Centrum Polskie im. Ignacego J. Paderewskiego w Brukseli stworzył i prowadzi do dziś Zenon Łupina – wywodzący się z Lubelszczyzny nauczyciel, harcerz, który od ponad 30 lat na emigracji czyni wiele dla podtrzymania polskości wśród rodaków w Belgii. Nie ma chyba bowiem w tym kraju ośrodka gdzie wiszą portrety Ignacego J. Paderewskiego, Józefa Piłsudskiego, czy Lecha Kaczyńskiego, a w każdym pokoju krzyż. A pokoi w czterokondygnacyjnej, typowej niderlandzkiej kamienicy ma osiem (dwuosobowych, miłych i ciepłych) oraz piękną, przestronną (na 220 miejsc) salę teatralno-koncertową z ogrodem (także z fortepianem, ekranem i aparaturą kinową).

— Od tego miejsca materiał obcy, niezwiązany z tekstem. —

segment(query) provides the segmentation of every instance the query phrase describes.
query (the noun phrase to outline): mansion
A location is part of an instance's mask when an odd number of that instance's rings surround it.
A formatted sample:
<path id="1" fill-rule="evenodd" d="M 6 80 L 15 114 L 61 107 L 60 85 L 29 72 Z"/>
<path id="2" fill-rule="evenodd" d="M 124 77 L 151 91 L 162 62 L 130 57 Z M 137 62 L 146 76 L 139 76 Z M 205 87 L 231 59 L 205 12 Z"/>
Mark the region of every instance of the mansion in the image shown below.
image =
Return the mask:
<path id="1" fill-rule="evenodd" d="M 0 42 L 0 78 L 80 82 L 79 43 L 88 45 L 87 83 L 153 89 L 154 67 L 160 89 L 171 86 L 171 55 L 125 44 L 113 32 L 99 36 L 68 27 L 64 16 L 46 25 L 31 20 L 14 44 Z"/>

Do niedawna prowadził też restaurację, ale po zalaniu przez burzę nie ma środków na jej wyremontowanie. Centrum Polskie prowadzi bowiem wyłącznie za własne pieniądze, urządzając koncerty, spektakle, pokazy filmowe, wystawy, czy spotkania z książką. Nie jest to oczywiście dochodowe, ale o wsparcie finansowe władz polskich doprosić się nie może.
– Tutaj dobra zmiana jeszcze nie dotarła – mówi Zenon Łupina. – Choć w strukturach Unii Europejskiej w Brukseli pracuje tysiące Polaków, rzadko przychodzą na polskie imprezy. Niewielu też zatrzymuje się w naszych pokojach, choć zabiegam o to od dawna. Ambasador RP w Brukseli nie był tutaj od dziesięciu lat.
Ale na spotkaniu z Teresą Kaczorowską ambasador RP w Brukseli, piastujący tę funkcję od kilku miesięcy Artur Orzechowski przybył. I chwalił książkę o Obławie Augustowskiej oraz działalność Centrum Polskiego. Może jednak ta dobra zmiana się zaczyna?
Oddaną dla polskości jest też Leokadia Komaiszko, Polka z Wileńszczyzny, dziennikarka i poetka, która w 2015 roku otworzyła z mężem Michelem w ich domu z ogrodem Salon Kultury Polskiej w Liege. Polaków w stolicy Walonii jest mniej, i najczęściej w związkach polsko-belgijskich, to jednak zaczynają się skupiać przy jej Salonie. Teresa Kaczorowska była pierwszym gościem z Polski i Leokadia Komaiszko liczy, że nie ostatnim…
Ocenia się, że w Belgii mieszka ok. 100 tysięcy Polaków. Nie mają jednak pism polonijnych ani telewizji, za to dużo jest mszy i nabożeństw, a także imprez kulturalnych w belgijskich kościołach, gdzie Polacy stanowią najliczniejsze grono katolików.